I was inspired by another entry on Team-BHP, by someone who decided to do an impromptu bike ride with wife and kid from Palakkad to wherever the road took them. And finally, the road took them to Nenmara.
It was a simple write-up, with a few well taken photos. But that series made me look at that particular route with new eyes; a trip I had myself done a few times, since I have relatives in Nenmara and all. And these little stories are the ones that would help a visitor to Kerala appreciate these little roads all the more.
Now, I have been a resident of Palakkad since 1995. Stayed and schooled there till the year 2000, when I joined college in Thrissur. After that, trips home were on weekends and term breaks. In 2005, I joined college in Goa for my MBA, got a job in Chennai, and visits home have been just 2-3 a year. I stay about half a kilometer from the beginning of the road I am writing about. Malampuzha dam was one of the few readily accessible tourist spots and a definite part of the itinerary whenever we had cousins from out of state. The road was bad for the most parts; something not very surprising If you know the condition of Kerala roads. There was a railway level crossing that closed very frequently, since it was the busy Coimbatore line, and that part of the road became narrower and even more badly surfaced, since an over-bridge that was to come up took about ten years to complete. But still, for a Palakkadian, Malampuzha was the go-to place for an evening out with family.
I had been home for Vishu in April 2014, had a day to myself with nothing better to do in the morning, and decided to make this trip, my first travelogue so to speak. Astride my mom’s new Scooty (the only other option was Dad’s Alto, but a two wheeler is better for what I had in mind), with my phone with its very pedestrian camera, I set out.

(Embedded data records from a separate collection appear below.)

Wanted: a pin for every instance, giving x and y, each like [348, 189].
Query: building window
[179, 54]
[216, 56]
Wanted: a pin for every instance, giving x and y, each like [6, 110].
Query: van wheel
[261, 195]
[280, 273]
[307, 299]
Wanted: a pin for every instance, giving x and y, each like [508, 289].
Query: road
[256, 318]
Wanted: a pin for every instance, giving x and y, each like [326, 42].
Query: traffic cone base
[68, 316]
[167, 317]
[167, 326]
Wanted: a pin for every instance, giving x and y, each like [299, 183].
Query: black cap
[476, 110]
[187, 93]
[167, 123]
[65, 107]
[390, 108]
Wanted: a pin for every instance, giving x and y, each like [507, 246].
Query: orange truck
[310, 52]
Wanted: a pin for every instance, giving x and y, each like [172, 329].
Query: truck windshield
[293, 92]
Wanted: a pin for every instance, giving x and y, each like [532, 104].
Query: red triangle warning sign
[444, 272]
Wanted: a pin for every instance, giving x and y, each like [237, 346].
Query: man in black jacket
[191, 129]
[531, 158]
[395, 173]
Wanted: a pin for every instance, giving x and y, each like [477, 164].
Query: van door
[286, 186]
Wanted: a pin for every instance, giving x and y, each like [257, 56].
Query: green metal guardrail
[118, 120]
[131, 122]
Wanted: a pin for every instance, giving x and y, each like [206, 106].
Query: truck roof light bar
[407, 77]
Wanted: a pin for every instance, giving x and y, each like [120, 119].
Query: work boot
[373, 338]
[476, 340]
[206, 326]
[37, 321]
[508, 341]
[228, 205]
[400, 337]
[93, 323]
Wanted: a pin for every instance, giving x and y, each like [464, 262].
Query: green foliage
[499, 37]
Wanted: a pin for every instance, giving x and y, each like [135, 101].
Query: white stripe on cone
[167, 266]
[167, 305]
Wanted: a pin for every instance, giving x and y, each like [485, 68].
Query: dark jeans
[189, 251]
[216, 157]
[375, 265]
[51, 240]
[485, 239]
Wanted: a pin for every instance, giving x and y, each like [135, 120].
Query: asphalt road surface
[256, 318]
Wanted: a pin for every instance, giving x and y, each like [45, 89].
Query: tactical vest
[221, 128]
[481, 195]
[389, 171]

Google maps tells me the distance from Victoria to Malampuzha is about 8 km. The road from the main gate of the college starts off as a 100 feet wide picturesque road, going past the Chinmaya temple, the Subramaniam temple and pond, and curves languidly to the left. it was in very good condition, which I remember being a rarity. Soon, it crosses the Kozhikode bypass. I was pleasantly surprised to see the speed breakers with their chessboard markings and the roads shoulder lines all painted so well. PWD or highways dept seem to be doing their work. It wasn’t like this before.
Here, one also sees a cute wooden hand-painted signboard welcoming you to Kalpathy village. Kalpathy is where Palakkad’s famed TamBrams first settled. The agraharam style of layout-with a straight street with rows of houses on both sides and usually a temple at either end- is still standing strong despite modern houses and flats gaining ground strongly.
The road is one straight stretch of one-and-a-half lanes with a media, and lined by housing plots and a few shops on both sides. Both sides of the road were lush green with wild shrubbery that grows in every square inch of available mud. This is a Kerala wide phenomenon (actually its all along the western coast of India) and make all the non-mallus go “how green this place is..”).Thankfully, PWD or Highways or KTDC has put up gantries with signboards. The next junction is the one where one can turn to Puthur to the right or LN puram (that’s Lakshminarayanapuram actually) and other gramams to the left. This junction has no traffic lights and is a bit messy and it’s advisable to slow down and watch out for vehicles. Especially the buses. Actually, in any part of Kerala, watch out for buses.
Keep your bearings straight and the road takes you past open spaces, housing colonies and the Mathrubhumi press. A lot of what seems like fallow land growing wild shrubs were paddy fields even a few years ago. Sadly, agriculture in Kerala is dying out (not viable, no labour available etc. But hey, this is an automobile forum) and paddy fields are being increasingly replaced by housing plots. By now you might have notice, its almost impossible to find 200 meters of road that runs exactly at the same level. From Victoria to the first junction, the road dips and then climbs very gently. Now, the downward slope is more pronounced for about 200m or so. Then it levels out, and climbs again- steep enough to require a fully loaded M800 or Alto to downshift to third gear. The crest of the climb is the place called Matumandha.
Now, if the weather is clear, you would notice a pointed hill in the distance, almost straight ahead. This hill looks like a picture perfect rendering of our primary school drawings of hills- perfectly pointed hill with both slopes intersecting at about 120 degrees. Presenting- Dhoni Mala. Or Dhoni hill. It has been Dhoni Mala since before the cricketer with the same name was born, in case you were curious to know.